El oficial tenía un plan firme, que puso en acción con la mayor energía y tenacidad. Ocupó el piso del hermano , tomó sus costumbres y hasta su horario, procuró conocer a las personas con quienes el muchacho había tenido relación. Evitó cuidadosamente otras ocasiones de conocer gente nueva. Se hizo alumno de la Academia, dibujaba y pintaba; pasaba unas horas diariamente en el café del que su hermano había sido parroquiano. Llevó las cosas al extremo de usar las ropas del difunto. Se inscribió en un curso de italiano para principiantes, que su hermano había frecuentado, y lo seguía con rigurosa puntualidad, aunque, como oficial de la marina, dominaba por completo aquel idioma. Y todo eso lo había con la convicción de que de este modo iba a dar indefectiblemente, por alguna casualidad, con la razón del enigmático suicidio: nadie podía hacerle concebir la menor duda acerca de esto.
Había llevado esta vida, que era en verdad la vida de otro, durante dos meses completos, y no sabría decir si en aquel tiempo se había aproximado a su objeto. Pero cierto día llegó a casa muy retrasado. Su patrona, al llevarle la comida a la habitación, no dejó de hacerle observar aquel retraso en contradicción con su manera de vivir, prevista hasta en cada minuto. No lo encontró de mal humor, aunque hizo ciertas observaciones de disgusto sobre la comida, que se había enfriado. Le contó que tenía intención de ir aquella noche a la Opera, para lo cual todavía esperaba conseguir entradas, y pidió que le sirvieran a las once una cena fría en su habitación.
Un cuarto de hora más tarde, la cocinera le trajo el café. La puerta estaba cerrada con llave, pero se oía pasear al oficial dentro de la habitación.
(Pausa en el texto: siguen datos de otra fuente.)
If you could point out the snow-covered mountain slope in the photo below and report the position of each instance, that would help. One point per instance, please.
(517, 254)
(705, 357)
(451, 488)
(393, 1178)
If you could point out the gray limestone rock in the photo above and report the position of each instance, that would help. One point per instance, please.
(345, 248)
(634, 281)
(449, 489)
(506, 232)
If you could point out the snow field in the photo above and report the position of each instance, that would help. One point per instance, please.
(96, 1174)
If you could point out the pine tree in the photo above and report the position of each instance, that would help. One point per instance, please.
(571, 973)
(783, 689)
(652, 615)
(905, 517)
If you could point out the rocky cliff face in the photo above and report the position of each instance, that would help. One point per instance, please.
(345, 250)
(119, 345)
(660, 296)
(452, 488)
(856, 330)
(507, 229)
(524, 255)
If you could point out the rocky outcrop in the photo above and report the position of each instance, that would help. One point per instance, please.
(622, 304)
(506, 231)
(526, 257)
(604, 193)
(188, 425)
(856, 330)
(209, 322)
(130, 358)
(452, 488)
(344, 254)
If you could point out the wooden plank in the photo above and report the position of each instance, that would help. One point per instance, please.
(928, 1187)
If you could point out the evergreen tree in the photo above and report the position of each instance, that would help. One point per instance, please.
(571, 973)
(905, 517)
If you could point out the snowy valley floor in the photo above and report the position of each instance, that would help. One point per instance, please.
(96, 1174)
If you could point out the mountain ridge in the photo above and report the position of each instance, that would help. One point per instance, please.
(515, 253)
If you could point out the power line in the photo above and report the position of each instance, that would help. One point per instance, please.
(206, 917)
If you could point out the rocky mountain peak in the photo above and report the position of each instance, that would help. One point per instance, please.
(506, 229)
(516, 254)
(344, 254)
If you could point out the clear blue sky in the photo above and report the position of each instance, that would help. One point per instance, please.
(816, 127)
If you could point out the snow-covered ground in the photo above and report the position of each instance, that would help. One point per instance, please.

Llamó con los nudillos, diciendo: - El café, mi teniente -. Y puso la taza en una mesilla al lado de la puerta. Un rato más tarde volvió para retirar los platos. El café todavía estaba ante la puerta sin tocar. Otra vez volvió a llamar sin recibir contestación. Escuchó entonces arrimando el oído; nada se movía, pero de repente se oyeron palabras y exclamaciones en un lenguaje desconocido para ella y enseguida un grito estridente.
Sacudió la puerta, llamó, pidió socorro, llegó la patrona y entre las dos forzaron la puerta. La habitación estaba vacía pero por las ventanas abiertas se oía ruido en la calle, y fue claro para ellas lo sucedido: abajo se amontonaba la gente alrededor de un cadáver. El joven oficial acababa de tirarse por la ventana; sobre el escritorio todavía estaba su cigarrillo encendido.